For applications that run in a single region but need a safety net, you can adopt the Active-Active Single-Master pattern. This involves setting up two clusters in different regions. One cluster actively handles all reads and writes, while asynchronously replicating data to the second cluster. The second cluster can serve transactionally consistent but slightly stale reads. In the event of a failure of the first cluster, the second cluster can be promoted to Primary, a process known as Disaster Recovery. This setup is particularly useful when you have only two regions, or you want to deploy the database in only one region for low latency writes, while maintaining another copy in the other region for failover and low latency reads.

Only one application instance is actively writing at any time.
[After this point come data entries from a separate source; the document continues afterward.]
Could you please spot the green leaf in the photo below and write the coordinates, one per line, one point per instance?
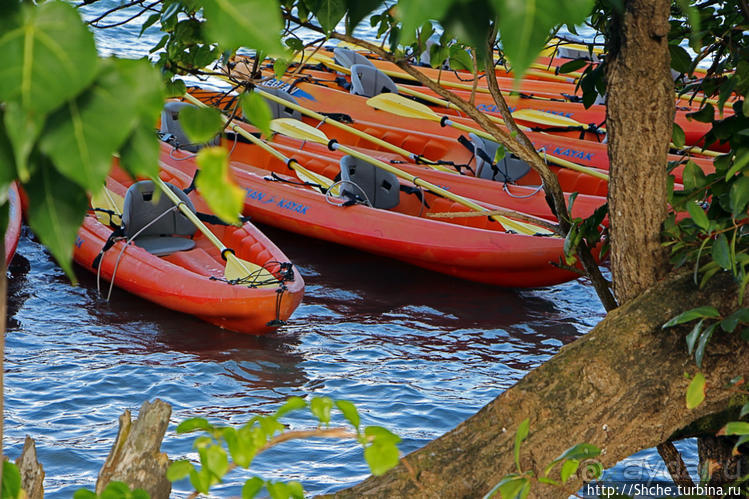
(349, 412)
(56, 210)
(379, 434)
(702, 343)
(693, 176)
(139, 155)
(256, 110)
(201, 124)
(693, 335)
(678, 137)
(251, 487)
(320, 407)
(680, 59)
(525, 26)
(699, 217)
(244, 23)
(696, 391)
(193, 424)
(730, 323)
(721, 252)
(11, 481)
(291, 404)
(704, 115)
(48, 59)
(573, 65)
(703, 312)
(179, 470)
(569, 468)
(381, 456)
(738, 196)
(81, 137)
(520, 435)
(216, 461)
(735, 428)
(413, 13)
(223, 195)
(329, 13)
(23, 129)
(744, 410)
(742, 159)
A replica cluster serves transactionally consistent reads and can be promoted to Primary in case of failure.

Setup

Setup

To set up a local universe, refer to Set up a local YugabyteDB universe.

Setup

To create a universe, refer to Create a multi-zone universe.
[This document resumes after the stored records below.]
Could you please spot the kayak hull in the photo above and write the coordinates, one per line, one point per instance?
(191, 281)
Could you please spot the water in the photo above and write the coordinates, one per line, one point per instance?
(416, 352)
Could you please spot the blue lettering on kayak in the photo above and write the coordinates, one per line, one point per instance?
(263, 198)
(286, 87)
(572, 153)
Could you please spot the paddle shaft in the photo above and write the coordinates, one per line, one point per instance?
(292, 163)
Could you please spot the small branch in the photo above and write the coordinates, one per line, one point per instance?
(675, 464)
Suppose you have cluster with a replication factor of 3, and applications deployed in us-west.

RF3 cluster in one region

This ensures that the reads and writes are in the same region, with the expected low latencies. Because the entire cluster is in a single region, in case of a region failure, you would lose all the data.

Secondary replica cluster

You can set up a secondary cluster in a different region, say us-east, using Transactional xCluster Setup.

Active-Active Single Master

The us-east cluster (Standby) is independent of the primary cluster in us-west and the data is populated by asynchronous replication from the us-west cluster (Primary). This means that the read and write latencies of the Primary cluster are not affected, but at the same time, the data is not immediately available on the Standby cluster. The Standby cluster acts as a replica cluster and can take over as Primary in case of a failure.

This can also be used for blue-green deployment testing.

Local reads

Because the second cluster has the same schema and the data (with a short lag), it can serve stale but transactionally consistent reads for local applications.

Active-Active Single Master

Writes still have to go to the primary cluster in us-west.

Failover

When the Primary cluster in us-west fails, the Standby cluster in us-east can be promoted to become the primary and can start serving both reads and writes.